Since DuckDB v1.1.x, DuckDB parses JSON differently. The new versions throw this error when parsing files that worked just fine with v1.0.0 1f98600:

Invalid Input Error: JSON transform error in file "recreate-issue.json", in line 4: Could not parse string "the team really needs an additional person to help" according to format specifier "%Y-%m-%d"
the team really needs an additional person to help
^
Error: Expected a number
Try increasing 'sample_size', reducing 'maximum_depth', specifying 'columns', 'format' or 'records' manually, setting 'ignore_errors' to true, or setting 'union_by_name' to true when reading multiple files with a different structure.

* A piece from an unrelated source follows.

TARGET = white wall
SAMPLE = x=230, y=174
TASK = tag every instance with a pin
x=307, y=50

I tried a variety of things to create a file that has the simplest possible example that will produce the error. A file in json lines format with the following content will produce the error:

{
    "APPROVAL_STEP_COMPLETED_BY_EMPLOYEE_ID": null,
    "APPROVAL_STEP_COMPLETED_BY_NAME":null,
    "APPROVED_DATE": "2023-01-25",
    "EMPLOYEE_FIRST_NAME": "first",
    "EMPLOYEE_LAST_NAME": "last",
    "BUSINESS_TITLE": null,
    "BUSINESS_UNIT_ID": "bu-0001",
    "BUSINESS_UNIT_NAME":null,
    "APPLICANT_ID": "appl-0123456",
    "APPLICANT_SOURCE_NAME": "linkedIn",
    "APPLICANT_READY_TO_START_DATE": "2023-01-25",
    "APPLICANT_STATUS_NAME": null,
    "COST_CENTER_ID": "cc-12345678",
    "COST_CENTER_NAME": "important stuff budget",
    "POSITION_TYPE_NAME": "contractor",
    "HR_APPROVAL_STEP_COMPLETED_BY_EMPLOYEE_ID": null,
    "HR_DEPARTMENT_ID": "dept-01234",
    "HR_DEPARTMENT_NAME": "Important Engineering",
    "HR_DIVISION_ID":"div-01234",
    "HR_DIVISION_NAME": "Important Stuff Division",
    "JOB_CATEGORY_NAME": "Software Engineering",
    "JOB_CODE": "job-1234",
    "JOB_FAMILY_ID": "job-family-1234",
    "JOB_FAMILY_NAME": "AI / ML Engineers",
    "JOB_GRADE_CODE":"83",
    "JOB_PROFILE_NAME": "Sr. Consultant",
    "JUSTIFICATION_DESCRIPTION": "the team really needs an additional person to help",
    "MOST_RECENT_APPROVAL_DATE": null
}

duckDB seems to be inferring the schema as MAP(VARCHAR, DATE) and then throws the error when not all values are a Date string. Interestingly enough. If ANY of the other fields is a numeric data type, then the error will not occur.

I tested with all duckdb versions from 1.1.0 and beyond including the nightly build.

See the To Reproduce section for the command line and args to produce the error. Here is what I have discovered so far:

  • The error only occurs via file import. Importing the same file from /dev/stdin will not produce the error but DOES still incorrectly infer the schema as MAP(VARCHAR, DATE).
  • The error only occurs when duckdb has settled on a MAP as the target data type. Which seems to be triggered by having key names that have a number of fields that start with similar words.
  • The error occurs when the first non-null column is detected as a date data type
  • The error does not occur when any other field is a number... all other fields where strings or nulls for the example above to trigger the error.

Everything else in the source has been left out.